I am getting older: my hair is turning gray, laugh lines (wrinkles) are evident and my once-firm body, isn’t.
But then I remember:
“Charm is deceptive, and beauty is fleeting; but a woman who fears the LORD is to be praised.” Proverbs 31:3
I watch my 12 year old daughter. She is in the discovery stage. She fixes and primps and seeks out beauty in the mirror. I pull her close at night, we read, talk, I pour into her: Beauty on the outside isn’t bad, but what are we doing to make the inside match?
I ran my fingers thru her hair the other night and ask: “Would you rather be gorgeous on the outside and just okay inside or stunning on the inside and okay on the outside?”

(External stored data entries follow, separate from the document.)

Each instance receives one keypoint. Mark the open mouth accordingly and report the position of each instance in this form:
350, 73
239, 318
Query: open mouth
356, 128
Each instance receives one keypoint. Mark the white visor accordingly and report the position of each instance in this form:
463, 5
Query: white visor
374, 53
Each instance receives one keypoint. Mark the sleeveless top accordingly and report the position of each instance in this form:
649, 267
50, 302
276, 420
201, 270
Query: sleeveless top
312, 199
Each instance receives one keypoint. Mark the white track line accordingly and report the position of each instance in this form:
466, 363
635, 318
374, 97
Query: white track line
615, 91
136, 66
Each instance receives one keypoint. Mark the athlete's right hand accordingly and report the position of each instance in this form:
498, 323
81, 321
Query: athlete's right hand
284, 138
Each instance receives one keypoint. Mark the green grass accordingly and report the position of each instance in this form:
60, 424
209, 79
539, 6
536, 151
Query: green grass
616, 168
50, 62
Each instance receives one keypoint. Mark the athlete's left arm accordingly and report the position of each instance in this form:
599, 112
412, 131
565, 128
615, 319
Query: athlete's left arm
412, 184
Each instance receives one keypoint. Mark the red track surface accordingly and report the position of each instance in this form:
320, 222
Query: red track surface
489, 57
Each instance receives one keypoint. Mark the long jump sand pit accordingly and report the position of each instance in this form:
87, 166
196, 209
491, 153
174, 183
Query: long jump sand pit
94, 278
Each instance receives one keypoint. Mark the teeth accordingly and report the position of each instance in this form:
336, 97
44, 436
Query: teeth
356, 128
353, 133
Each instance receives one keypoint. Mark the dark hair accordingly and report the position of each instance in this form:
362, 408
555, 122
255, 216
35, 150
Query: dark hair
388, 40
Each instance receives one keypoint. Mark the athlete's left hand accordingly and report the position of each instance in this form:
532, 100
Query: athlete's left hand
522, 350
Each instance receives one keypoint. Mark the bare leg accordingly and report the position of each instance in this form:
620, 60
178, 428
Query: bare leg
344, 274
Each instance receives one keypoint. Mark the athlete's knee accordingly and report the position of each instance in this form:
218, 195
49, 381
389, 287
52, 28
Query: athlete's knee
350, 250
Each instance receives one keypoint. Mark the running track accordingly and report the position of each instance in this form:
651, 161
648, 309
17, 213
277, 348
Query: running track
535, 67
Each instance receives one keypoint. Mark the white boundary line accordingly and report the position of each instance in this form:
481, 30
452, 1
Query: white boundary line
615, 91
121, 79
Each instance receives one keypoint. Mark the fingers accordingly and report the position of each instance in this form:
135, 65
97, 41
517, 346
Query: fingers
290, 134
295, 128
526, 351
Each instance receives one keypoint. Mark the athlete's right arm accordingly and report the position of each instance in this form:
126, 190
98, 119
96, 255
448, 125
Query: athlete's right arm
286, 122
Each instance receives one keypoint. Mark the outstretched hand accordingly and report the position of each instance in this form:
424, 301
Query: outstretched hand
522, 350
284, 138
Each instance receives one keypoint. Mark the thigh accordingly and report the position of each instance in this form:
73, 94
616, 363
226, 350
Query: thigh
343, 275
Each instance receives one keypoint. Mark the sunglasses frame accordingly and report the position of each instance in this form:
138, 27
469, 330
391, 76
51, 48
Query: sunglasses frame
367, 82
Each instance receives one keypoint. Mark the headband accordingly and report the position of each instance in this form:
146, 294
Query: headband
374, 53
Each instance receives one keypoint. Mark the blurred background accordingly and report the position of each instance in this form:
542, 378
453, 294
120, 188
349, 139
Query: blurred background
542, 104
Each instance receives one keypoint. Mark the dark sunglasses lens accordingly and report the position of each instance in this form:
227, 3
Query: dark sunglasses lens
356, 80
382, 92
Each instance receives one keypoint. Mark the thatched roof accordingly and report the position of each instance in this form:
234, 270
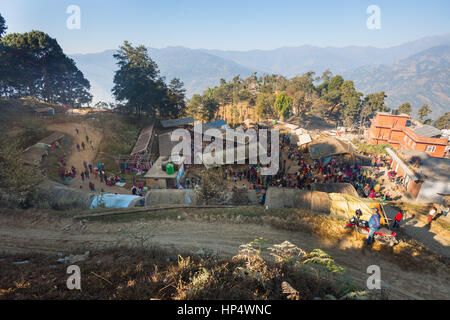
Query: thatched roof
345, 188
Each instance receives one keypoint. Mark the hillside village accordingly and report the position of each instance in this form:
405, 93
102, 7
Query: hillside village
107, 186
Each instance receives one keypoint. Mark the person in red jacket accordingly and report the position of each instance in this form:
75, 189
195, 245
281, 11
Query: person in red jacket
397, 220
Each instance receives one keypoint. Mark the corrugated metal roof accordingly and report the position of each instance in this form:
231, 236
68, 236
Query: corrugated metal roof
166, 144
427, 131
143, 140
176, 122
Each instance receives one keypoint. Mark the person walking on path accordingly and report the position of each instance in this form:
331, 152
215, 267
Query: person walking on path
397, 220
374, 225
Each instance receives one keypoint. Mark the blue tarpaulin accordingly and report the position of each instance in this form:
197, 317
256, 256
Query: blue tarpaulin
110, 200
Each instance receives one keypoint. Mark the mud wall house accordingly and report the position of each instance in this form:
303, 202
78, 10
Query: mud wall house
424, 177
396, 130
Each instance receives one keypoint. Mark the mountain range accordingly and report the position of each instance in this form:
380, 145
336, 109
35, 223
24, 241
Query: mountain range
417, 71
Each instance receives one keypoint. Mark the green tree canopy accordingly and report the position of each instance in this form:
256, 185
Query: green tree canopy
137, 83
283, 105
443, 122
34, 65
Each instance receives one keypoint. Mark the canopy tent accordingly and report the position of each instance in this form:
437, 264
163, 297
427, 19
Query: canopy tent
144, 140
330, 147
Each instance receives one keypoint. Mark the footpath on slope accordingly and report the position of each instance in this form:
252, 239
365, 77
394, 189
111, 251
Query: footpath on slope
76, 158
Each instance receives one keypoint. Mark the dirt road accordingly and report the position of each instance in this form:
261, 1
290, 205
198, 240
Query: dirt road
76, 158
37, 233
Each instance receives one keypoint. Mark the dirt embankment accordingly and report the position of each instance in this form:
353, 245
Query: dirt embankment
76, 158
20, 233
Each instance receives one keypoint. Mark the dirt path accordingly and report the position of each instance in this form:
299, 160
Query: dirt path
76, 157
421, 233
49, 235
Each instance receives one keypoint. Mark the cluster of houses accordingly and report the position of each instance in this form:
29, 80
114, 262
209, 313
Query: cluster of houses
420, 154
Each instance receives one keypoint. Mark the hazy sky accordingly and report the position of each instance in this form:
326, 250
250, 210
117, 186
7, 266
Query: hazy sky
228, 25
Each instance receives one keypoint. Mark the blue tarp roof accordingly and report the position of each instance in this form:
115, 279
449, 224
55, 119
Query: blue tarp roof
110, 200
217, 123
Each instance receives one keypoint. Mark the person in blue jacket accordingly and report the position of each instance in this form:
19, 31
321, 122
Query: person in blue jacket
374, 225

She said, “Can I be both?”
I laughed and said yes. But I gave her a challenge. One I want to offer to you:
For every minute, hour you spend primping and beautifying the outside- your hair, clothes, body, etc. I want you spend that same amount of time on the inside.
I reminded her it’s not just about doing good works: it’s putting others first, serving, encouraging and forgiving. Inner beauty comes from accepting our weaknesses and offering them to God. Beauty is seen in being genuine and spending time with God. It’s about who you are when no one is looking. It’s about fearing God.
And now I’m talking to me.
Because odds are I will wake up tomorrow and catch a glimpse in the mirror and wonder if I’m beautiful.
My answer will have nothing to do with my appearance.